Publishing real-time financial data feeds using Amazon Managed Streaming for Kafka

Solution Overview

The code here illustrates taking a raw stock quotes feed, enriching it with a sentiment indicator, and delivering it for consumption by a Kafka client. We use a feed from Alpaca and add an indicator when the stock price moves above or below 5% from the previous business day's closing price.

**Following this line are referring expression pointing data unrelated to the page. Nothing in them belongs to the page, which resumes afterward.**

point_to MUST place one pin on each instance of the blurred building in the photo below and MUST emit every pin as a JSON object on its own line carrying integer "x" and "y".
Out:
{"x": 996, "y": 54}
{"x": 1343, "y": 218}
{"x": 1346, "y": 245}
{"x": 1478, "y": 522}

You will deploy an Apache Flink application that enriches the raw data feed, an MSK cluster that contains the messages streams for both the raw and enriched feeds, and an Amazon OpenSearch database that acts as a persistent data store for querying the data. In a separate account that acts as your customer’s account, you will also deploy an EC2 instance running a Kafka client that consumes the enriched data feed.

Prerequisites

To deploy this solution, you need to do the following:

• Create an AWS account if you do not already have one and log in. We’ll call this the producer account. Then create an IAM user with full admin permissions as described at Create an Administrator User. Log out and log back into the AWS console as this IAM admin user.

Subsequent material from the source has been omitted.